Die große Lust auf Panettone
Zu Weihnachten stapelt sich der italienische Festtagskuchen auch in vielen deutschen Supermärkten. In seiner Heimat schmeckt das vielen nicht
Rom Plätzchen, Christstollen, Lebkuchen und Spekulatius: Wer in der Adventszeit durch Supermärkte läuft, mag durchaus daran zweifeln, dass der Kunde noch nach weiterem süßen Weihnachtsgebäck verlangt. Doch immer häufiger stolpert der Verbraucher nun auch an großen Kisten mit runden Kuchen vorbei: Panettone, ein fluffiger italienischer Kuchen aus Sauerteig und Rosinen.
Doch mit einem richtigen Panettone hat es manchmal wenig zu tun, was in deutschen Supermärkten steht. Dieser Meinung sind zumindest viele in seiner Heimat Italien, wo man den Panettone gerne so liebevoll umsorgt wie ein Kind. „Man muss unterscheiden zwischen industriell hergestelltem Panettone und handgemachtem“, sagt Amerigo Martucciello, Präsident des italienischen Panettone-Konsortiums. Das Herzstück sei die Mutterhefe, ein gehätschelter Sauerteigansatz, der dem Kuchen seine Lockerheit gibt.
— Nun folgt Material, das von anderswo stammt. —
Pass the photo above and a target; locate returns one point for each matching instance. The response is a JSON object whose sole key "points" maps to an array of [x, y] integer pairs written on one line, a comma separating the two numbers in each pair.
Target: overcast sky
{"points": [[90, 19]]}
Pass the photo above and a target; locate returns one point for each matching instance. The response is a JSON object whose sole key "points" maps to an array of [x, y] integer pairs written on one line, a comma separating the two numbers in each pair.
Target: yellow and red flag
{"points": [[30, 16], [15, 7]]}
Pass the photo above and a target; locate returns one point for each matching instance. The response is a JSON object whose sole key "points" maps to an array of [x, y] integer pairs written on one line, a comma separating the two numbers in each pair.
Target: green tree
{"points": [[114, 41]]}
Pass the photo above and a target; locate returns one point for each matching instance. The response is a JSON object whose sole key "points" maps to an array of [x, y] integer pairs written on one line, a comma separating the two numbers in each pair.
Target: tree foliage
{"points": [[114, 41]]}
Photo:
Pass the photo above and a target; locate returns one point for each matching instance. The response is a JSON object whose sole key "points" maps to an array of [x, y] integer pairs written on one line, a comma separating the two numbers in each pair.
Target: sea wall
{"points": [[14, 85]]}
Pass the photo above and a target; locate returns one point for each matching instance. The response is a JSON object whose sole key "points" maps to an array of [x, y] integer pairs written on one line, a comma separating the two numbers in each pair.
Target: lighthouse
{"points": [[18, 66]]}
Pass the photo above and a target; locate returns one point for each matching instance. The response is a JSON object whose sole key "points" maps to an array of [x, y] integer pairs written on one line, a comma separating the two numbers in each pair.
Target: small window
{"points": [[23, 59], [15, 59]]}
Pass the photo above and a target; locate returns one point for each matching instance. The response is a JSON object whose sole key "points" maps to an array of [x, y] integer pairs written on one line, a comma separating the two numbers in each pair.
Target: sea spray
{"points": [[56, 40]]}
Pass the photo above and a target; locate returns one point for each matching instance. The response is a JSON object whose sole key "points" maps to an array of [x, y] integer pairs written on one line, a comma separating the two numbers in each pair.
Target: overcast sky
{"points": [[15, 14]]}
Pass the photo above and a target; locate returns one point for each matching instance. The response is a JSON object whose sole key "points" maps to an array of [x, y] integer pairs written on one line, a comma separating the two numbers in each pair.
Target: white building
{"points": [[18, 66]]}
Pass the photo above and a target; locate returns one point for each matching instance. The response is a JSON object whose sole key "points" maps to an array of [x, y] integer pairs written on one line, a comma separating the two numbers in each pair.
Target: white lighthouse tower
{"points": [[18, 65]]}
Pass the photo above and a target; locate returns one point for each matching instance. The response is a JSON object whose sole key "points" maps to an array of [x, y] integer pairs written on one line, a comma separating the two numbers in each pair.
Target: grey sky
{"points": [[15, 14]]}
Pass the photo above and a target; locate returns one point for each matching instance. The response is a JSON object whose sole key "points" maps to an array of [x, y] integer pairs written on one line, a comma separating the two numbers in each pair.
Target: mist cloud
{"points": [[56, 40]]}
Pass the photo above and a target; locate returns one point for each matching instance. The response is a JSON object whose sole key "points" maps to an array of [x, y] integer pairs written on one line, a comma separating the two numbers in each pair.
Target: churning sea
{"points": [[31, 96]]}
Weitere Zutaten sind Zucker, frische Eier, Milch, viel Butter, Rosinen, Orangeat, Zitronat, Salz und Wasser – basta. Emulgatoren, Konservierungsstoffe und Bierhefe hätten in einem wahren Panettone nichts zu suchen, meint Martucciello. Panettone aus der Fabrik hält länger als 60 Tage, manchmal gar sechs Monate – ein von Hand hergestellter wesentlich kürzer.
Handwerksbäckereien könnten den weltweiten Hunger nach „abertausenden“Panettone nicht stillen, sagt Martucciello. „Es gibt wirklich einen Boom, nicht nur in Deutschland. In Großbritannien wurde letztes Jahr mehr Panettone als traditioneller Christmas Pudding verkauft.“
Dario Loison hat in Costabissara bei Vicenza sogar ein kleines Panettone-Museum gegründet. Er beliefert Feinkostläden in Deutschland wie Käfer in München oder an Kaufhof. „Das Geschäft wächst, nicht nur in Deutschland“, sagt er. Weil Discounter Billig-Panettone schon für drei Euro das Kilo anbieten, sei das Kuchenwerk nun noch viel bekannter geworden. „Aber für drei Euro kaufe ich noch nicht mal die Grundzutaten.“So kann ein besonders feiner Panettone aus seiner Backstube bis zu 30 Euro kosten.
Italien verfällt schon Wochen vor Weihnachten in einen regelrechten Panettone-Rausch. Es gibt Panettone-Messen, Panettone-Werbefilme, Panettone-Zeitungsartikel, Panettone-Kreationen mit Alkohol, Schokolade oder Trockenfrüchten und Panettone-Wettbacken. Dazu reisten in diesem Jahr auch Bäcker aus Tokio, New York und Sydney an. Gewonnen hat ihn dann zwar ein Italiener. Aber dem PanettoneBoom rund um den Globus tut das keinen Abbruch.
Der Panettone stammt ursprünglich aus Mailand, wo sich immer noch unzählige Konditoreien der Backkunst verschrieben haben. Der Legende nach soll er von einem Küchenjungen namens Toni geschaffen worden sein. Der soll einem Koch aus der Patsche geholfen haben, dem das Dessert für die Festtagsgesellschaft seines Herren im Ofen verkohlt war. Mit Mutterhefe und den Resten aus der Speisekammer soll Toni das Mahl gerettet haben. Fertig war „il pane di Toni“(Tonis Brot), heute Panettone.